Running directly uses the defaults defined in this template's `variables`. Secrets added with `monk secrets add` will not affect this runnable unless you inherit it and reference those secrets.

* Preferred: inherit and replace variables with `secret("...")` as shown below.
* Alternative: fork/clone and edit the `variables` in `tensorflow/tensorflow.yml`, then `monk load MANIFEST` and run.

## Configuration

Key variables you can customize in this template:

```yaml theme={null}
variables:
  tensorflow-image-tag: "latest"      # container image tag
  jupyter-enabled: "true"             # enable Jupyter notebook
  jupyter-port: "8888"                # Jupyter port
  gpu-support: "false"                # use tensorflow-gpu image
  python-version: "3.9"               # Python version
```

Data is persisted under `${monk-volume-path}/tensorflow` on the host. Custom configuration can be mounted to the container as needed.

## Use by inheritance (recommended for ML apps)

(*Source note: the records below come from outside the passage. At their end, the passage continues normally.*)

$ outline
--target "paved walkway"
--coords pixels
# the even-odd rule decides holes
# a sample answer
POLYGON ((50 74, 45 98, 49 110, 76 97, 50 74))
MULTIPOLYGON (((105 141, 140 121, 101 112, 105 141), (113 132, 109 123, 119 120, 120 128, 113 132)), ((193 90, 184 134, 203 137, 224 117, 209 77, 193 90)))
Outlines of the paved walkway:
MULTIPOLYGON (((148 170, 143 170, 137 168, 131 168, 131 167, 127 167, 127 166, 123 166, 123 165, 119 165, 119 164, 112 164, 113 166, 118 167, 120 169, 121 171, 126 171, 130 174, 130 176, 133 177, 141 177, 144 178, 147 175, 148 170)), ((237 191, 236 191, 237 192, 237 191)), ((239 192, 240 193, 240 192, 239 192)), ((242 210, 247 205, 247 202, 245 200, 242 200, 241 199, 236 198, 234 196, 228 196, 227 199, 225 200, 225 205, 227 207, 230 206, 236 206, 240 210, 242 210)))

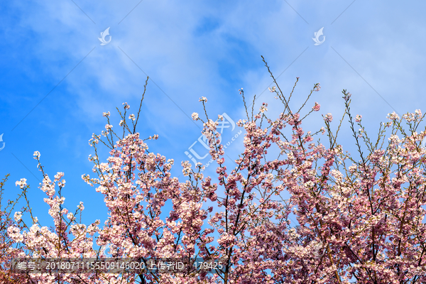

Inherit the TensorFlow runnable in your application and declare a connection. Example:

```yaml theme={null}
namespace: myapp
ml-trainer:
  defines: runnable
  inherits: tensorflow/tensorflow
  variables:
    gpu-support: "true"
    tensorflow-image-tag: "latest-gpu"
  files:
    training-script:
      container: tensorflow
      path: /workspace/train.py
      contents: |
        import tensorflow as tf
        # Your training code here
api:
  defines: runnable
  containers:
    api:
      image: myorg/api
  connections:
    ml-service:
      runnable: ml-trainer
      service: tensorflow
  variables:
    ml-host:
      value: <- connection-hostname("ml-service")
```

Then run your app group:

```bash theme={null}
monk run myapp/api
```

## Ports and connectivity

* Service: `tensorflow` (configurable ports)
* Jupyter: TCP port `8888` (if enabled)
* TensorFlow Serving: TCP port `8501` (REST API)
* gRPC: TCP port `8500` (for serving)
* From other runnables in the same process group, use `connection-hostname("\<connection-name>")` to resolve the TensorFlow host.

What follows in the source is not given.